Les répondants à l’Observatoire notent pour près de 70% que le Cobol est un langage informatique facile à apprendre. De ce fait, avoir des ressources formées au sein des DSI n’est pas un souci car acquérir les compétences de base pour intervenir sur la maintenance des applications est à la portée d’un grand nombre de développeurs. Ce résultat résonne par ailleurs avec le fait que plus des 2/3 des répondants n’ont pas de difficulté majeure à transférer les compétences à l’issue des projets.

Au niveau des recrutements, Le constat est un peu différent avec des situations distinctes entre SSII et entreprises : un peu moins de la moitié des entreprises (45%) peinent à embaucher des cobolistes contre 57% pour les SSII.

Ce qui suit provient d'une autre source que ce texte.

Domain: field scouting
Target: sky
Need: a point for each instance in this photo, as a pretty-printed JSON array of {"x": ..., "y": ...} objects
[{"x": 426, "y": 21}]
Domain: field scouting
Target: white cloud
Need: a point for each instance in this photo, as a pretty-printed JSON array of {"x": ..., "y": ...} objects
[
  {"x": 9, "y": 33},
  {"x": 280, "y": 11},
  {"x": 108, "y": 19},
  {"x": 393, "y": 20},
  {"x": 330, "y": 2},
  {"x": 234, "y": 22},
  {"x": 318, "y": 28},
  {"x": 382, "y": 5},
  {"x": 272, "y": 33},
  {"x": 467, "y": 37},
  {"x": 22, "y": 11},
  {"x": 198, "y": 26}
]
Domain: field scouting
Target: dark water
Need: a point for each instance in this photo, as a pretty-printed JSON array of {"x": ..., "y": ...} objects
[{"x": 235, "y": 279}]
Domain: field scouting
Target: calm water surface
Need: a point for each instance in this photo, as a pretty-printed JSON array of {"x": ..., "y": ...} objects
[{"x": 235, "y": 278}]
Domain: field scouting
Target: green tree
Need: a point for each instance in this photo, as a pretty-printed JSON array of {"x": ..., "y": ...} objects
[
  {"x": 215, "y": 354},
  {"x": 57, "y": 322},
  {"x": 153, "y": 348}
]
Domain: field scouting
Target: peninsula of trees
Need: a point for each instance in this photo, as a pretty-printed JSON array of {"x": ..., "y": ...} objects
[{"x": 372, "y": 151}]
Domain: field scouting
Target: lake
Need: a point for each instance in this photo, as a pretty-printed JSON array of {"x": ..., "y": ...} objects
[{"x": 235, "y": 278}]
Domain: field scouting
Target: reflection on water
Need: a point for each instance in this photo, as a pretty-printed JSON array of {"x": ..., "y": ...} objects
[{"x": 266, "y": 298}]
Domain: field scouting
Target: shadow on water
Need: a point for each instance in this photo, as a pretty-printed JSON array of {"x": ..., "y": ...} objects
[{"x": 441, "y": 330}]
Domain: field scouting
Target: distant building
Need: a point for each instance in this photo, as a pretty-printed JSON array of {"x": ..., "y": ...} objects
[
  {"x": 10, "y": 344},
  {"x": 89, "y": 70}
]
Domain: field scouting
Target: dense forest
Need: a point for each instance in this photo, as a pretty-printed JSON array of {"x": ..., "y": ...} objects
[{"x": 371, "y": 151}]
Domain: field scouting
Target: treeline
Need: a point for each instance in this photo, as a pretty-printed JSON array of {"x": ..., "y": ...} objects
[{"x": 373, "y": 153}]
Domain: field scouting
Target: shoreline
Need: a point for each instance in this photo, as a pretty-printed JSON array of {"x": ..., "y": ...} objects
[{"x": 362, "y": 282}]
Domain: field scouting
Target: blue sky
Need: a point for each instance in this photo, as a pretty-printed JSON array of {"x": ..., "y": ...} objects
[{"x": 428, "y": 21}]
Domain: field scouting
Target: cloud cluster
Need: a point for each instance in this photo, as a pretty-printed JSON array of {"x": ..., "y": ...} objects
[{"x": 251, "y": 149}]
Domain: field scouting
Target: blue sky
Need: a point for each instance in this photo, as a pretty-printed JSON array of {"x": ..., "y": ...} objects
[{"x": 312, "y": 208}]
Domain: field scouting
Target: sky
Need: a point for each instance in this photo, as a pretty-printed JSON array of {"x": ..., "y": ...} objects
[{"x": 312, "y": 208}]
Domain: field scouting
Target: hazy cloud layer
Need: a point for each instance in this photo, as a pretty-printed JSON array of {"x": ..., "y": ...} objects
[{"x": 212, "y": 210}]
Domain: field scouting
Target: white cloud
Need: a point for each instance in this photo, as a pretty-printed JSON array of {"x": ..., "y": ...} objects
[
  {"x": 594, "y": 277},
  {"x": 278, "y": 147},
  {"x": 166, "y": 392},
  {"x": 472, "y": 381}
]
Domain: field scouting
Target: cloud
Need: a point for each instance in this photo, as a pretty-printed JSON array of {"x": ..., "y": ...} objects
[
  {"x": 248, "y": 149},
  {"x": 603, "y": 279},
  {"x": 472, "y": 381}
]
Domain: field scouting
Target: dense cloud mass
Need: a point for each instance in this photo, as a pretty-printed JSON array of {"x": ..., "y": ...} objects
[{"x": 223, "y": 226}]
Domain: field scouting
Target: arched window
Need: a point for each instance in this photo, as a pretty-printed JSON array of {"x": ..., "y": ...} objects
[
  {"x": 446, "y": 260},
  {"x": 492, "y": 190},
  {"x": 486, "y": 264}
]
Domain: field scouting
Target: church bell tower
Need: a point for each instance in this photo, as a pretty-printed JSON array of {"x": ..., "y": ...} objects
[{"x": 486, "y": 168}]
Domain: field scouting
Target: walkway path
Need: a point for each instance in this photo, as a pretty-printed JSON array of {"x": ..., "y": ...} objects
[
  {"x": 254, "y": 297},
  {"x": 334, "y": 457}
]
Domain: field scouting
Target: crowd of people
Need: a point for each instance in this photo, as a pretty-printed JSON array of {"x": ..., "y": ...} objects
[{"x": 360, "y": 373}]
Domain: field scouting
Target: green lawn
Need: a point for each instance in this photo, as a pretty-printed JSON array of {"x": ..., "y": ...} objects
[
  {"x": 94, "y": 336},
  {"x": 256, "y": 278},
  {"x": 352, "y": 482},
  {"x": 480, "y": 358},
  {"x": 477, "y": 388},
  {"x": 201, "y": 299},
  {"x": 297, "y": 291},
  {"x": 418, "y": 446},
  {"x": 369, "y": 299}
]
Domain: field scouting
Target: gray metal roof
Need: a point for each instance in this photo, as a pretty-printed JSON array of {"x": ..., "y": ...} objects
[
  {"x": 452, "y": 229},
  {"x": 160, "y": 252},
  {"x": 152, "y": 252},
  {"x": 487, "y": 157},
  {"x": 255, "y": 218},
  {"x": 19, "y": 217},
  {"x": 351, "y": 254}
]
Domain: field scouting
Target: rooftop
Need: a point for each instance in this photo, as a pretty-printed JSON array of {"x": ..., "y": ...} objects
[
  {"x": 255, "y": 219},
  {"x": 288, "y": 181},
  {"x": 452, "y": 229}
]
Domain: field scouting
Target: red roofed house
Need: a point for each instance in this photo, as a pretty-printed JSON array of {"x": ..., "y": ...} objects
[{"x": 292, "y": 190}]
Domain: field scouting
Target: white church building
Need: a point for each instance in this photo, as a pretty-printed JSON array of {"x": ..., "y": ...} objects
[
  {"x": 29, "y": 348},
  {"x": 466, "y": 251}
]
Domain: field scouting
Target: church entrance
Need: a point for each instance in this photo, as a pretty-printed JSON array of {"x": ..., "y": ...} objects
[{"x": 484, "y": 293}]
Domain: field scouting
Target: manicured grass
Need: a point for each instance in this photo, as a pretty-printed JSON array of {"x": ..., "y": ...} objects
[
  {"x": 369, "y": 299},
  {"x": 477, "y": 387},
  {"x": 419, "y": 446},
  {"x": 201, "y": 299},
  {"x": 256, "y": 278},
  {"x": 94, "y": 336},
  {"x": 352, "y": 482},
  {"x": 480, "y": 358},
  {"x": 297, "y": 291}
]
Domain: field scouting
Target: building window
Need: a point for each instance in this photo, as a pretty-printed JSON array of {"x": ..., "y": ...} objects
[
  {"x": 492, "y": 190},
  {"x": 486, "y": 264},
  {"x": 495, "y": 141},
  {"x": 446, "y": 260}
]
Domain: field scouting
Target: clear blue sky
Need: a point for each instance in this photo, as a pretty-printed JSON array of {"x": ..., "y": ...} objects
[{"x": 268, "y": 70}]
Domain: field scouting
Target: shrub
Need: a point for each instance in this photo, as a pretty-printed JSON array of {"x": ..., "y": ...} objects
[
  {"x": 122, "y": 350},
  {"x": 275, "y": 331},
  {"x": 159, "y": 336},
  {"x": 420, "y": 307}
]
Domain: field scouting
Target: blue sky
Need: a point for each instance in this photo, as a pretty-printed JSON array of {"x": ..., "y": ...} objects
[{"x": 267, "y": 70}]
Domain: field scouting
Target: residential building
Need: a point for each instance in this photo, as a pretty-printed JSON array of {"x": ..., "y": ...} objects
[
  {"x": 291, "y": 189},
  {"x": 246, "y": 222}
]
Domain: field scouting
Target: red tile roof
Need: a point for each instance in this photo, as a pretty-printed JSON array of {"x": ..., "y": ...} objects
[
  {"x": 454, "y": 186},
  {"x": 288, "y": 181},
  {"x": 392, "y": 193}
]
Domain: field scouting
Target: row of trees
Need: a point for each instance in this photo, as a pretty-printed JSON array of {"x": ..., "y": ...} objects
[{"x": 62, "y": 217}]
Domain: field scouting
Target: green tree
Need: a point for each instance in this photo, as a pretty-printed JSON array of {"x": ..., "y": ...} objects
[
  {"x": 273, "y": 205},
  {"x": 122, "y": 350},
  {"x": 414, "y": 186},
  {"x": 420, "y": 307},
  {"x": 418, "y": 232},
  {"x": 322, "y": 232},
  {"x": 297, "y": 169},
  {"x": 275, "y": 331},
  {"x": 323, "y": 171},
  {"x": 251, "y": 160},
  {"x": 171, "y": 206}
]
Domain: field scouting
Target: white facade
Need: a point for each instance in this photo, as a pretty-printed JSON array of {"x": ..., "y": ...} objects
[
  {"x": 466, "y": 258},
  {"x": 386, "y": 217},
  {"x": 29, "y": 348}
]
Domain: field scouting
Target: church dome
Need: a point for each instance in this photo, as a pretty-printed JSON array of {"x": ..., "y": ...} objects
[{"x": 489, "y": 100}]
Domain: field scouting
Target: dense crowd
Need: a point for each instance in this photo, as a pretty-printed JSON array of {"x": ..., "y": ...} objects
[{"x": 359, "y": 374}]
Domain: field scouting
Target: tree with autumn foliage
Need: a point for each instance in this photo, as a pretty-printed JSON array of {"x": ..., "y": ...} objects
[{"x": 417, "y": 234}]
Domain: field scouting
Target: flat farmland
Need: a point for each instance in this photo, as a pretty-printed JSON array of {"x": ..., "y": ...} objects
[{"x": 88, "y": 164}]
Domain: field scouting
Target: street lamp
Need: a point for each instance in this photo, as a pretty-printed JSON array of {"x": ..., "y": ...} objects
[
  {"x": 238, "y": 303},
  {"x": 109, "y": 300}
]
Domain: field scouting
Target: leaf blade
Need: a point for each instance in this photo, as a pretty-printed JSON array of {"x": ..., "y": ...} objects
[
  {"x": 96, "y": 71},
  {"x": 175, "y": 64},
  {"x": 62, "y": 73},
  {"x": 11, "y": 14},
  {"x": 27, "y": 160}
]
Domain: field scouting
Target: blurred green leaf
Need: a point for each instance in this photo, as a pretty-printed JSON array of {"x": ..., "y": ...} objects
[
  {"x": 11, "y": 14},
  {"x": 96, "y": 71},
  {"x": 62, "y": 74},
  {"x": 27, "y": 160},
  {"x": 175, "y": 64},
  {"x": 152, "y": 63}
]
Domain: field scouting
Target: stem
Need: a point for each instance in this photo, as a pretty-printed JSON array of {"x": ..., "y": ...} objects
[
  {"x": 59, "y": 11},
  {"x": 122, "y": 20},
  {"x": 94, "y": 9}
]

« Les résultats de cette enquête soulignent la reconnaissance de l’importance du Cobol dans l’applicatif de l’entreprise. Malgré ses mérites reconnus, il pâtit d’une image de faible attractivité, et ceci tout en soulignant sa fiabilité, sa simplicité, son adaptabilité et son adéquation au business. Il est nécessaire de redorer l’image du Cobol, qui est actuel et pérenne. Micro Focus y contribue par ses solutions innovantes et par son programme Académie destiné aux universités et écoles. » Patrick Rataud, Regional Manager Micro Focus Gallia.



Méthodologie
Etude menée en ligne du 14 décembre 2011 au 6 janvier 2012 et comptabilisant 540 répondants basées en France, issus de tous les secteurs d’activité. 71% sont directement impliqués dans l’usage du Cobol et occupent des fonctions variées (consultants, externes, responsables métier, directeurs métier, responsable des développements, directeur des développements, architecte…) 59% des répondants ont une volumétrie supérieure à 2 millions de lignes Cobol dans leur entreprise. Les représentants issus de SSII représentent 34% des répondants.
Parmi les répondants à l’Observatoire, 59% sont des utilisateurs du Cobol Micro Focus quand ce chiffre est en moyenne de 70% dans les environnements distribués.